I remember years ago, I had a job working security in the Albany subsidized housing --a job that I promise was much less dramatic and dangerous and courageous than it sounds. Mostly what I did was hang out with the residents of the subsidized housing and make sure the front door on their building stayed shut. The residents supported keeping the door shut because if it was left open crack-whores (er . . . should I say "chemically addicted people who work in the sex industry"? No, too long. Crack-whores will work just fine. Besides it was the term in common usage at that time and place.) Most of what I did was hang out by the door at a table and talk to the people who lived there.

They had interesting experiences. Their lives were very different from mine. Many were recovering drug addicts. Recovering drug addicts, whatever else one can say about them, often tell great stories.

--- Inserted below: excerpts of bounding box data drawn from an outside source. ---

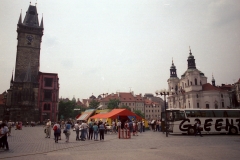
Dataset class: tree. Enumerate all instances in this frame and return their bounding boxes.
[134,110,145,118]
[107,98,120,109]
[58,101,75,119]
[119,105,131,111]
[89,99,100,109]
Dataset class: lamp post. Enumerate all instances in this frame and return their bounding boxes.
[156,89,169,137]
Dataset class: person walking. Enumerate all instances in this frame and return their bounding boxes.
[0,123,9,151]
[99,122,105,141]
[88,119,93,140]
[45,119,51,138]
[93,123,98,141]
[53,122,61,143]
[74,121,80,141]
[64,121,72,142]
[195,121,202,137]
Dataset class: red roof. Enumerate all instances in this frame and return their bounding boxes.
[202,83,225,92]
[90,109,142,120]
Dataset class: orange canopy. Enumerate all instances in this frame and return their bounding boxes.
[90,109,142,120]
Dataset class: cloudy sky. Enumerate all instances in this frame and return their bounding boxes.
[0,0,240,99]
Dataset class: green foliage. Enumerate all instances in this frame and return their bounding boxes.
[58,101,75,119]
[107,98,120,109]
[134,110,145,118]
[119,105,131,111]
[89,100,100,109]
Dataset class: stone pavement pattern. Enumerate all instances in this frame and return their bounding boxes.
[0,126,240,160]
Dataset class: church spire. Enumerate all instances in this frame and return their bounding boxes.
[23,4,39,27]
[212,74,216,86]
[40,16,43,28]
[18,10,22,24]
[170,58,177,77]
[187,46,196,69]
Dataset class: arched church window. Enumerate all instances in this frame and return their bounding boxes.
[43,103,47,110]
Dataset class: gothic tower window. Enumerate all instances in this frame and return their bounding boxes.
[195,78,197,85]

One day one of them who I considered a friend told me about how one can find a crack house and a source of crack in a new environment. It was interesting. I've never actually tried the technique out --after all, I've never needed crack or thought it was something I'd wish to try. I've got enough bad habits and don't need to add to them.

On the other hand, I have bragged to a lot of my friends that I do, in fact, know how to find a crack house in an urban environment. And this, by itself, combined with my experience at the Violence Dynamics seminar in Boston, has made me realize that this is, in fact, a saleable skill. Somewhere, some place, there are people who will pay a great deal of money to learn how to find crack houses. And most of them have no need to know this knowledge and no desire to find crack. They just wish to be able to say they know how to do this and would be willing to pay money to learn it.

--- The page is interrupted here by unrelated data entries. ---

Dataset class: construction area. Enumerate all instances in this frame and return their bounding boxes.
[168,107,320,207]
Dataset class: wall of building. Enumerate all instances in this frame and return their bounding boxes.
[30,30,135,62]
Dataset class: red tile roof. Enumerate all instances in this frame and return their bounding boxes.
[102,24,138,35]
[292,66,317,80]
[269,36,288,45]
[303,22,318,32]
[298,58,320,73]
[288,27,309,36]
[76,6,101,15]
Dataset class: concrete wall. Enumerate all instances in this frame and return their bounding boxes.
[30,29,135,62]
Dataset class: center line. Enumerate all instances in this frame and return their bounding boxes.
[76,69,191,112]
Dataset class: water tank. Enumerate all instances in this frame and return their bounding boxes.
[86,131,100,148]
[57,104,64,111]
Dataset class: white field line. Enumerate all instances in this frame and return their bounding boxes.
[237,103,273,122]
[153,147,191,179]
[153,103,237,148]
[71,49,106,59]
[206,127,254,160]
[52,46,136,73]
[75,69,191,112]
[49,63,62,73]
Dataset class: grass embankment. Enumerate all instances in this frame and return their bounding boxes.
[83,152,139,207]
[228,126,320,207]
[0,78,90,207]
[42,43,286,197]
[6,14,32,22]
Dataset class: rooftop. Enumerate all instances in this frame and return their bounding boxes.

Which has me wondering, could I, should I package this? Might I find a drug addict or two or three (and perhaps buy them an unaccredited PhD in psychology to boost their standing among people who don't check credentials?) and then arrange to fly them around the country, continent, or even to Bulgaria to teach people with good dental plans skills they don't need to know but would like to know if for no reason except that it's something that people like themselves usually don't know? Really, this would work. A couple years ago, I attended a one day workshop seminar on human trafficking held here in Schenectady (another field, by the way, where it is very important to check credentials among trauma therapist types. --they lie like rugs and when they try to tell the truth they often use bad statistics.) And among the presenters was an ex-teenage prostitute, now an adult, presenting for an hour and a half. She did this regularly and she seemed to be enjoying herself and quite proud of her new status as an expert. You could see it by the way she held her head and body language.

So . . . I confess, although my background includes many interesting jobs and experiences, I was not a teenage prostitute. But I do have my own unique skills and talents. And it all comes down to packaging.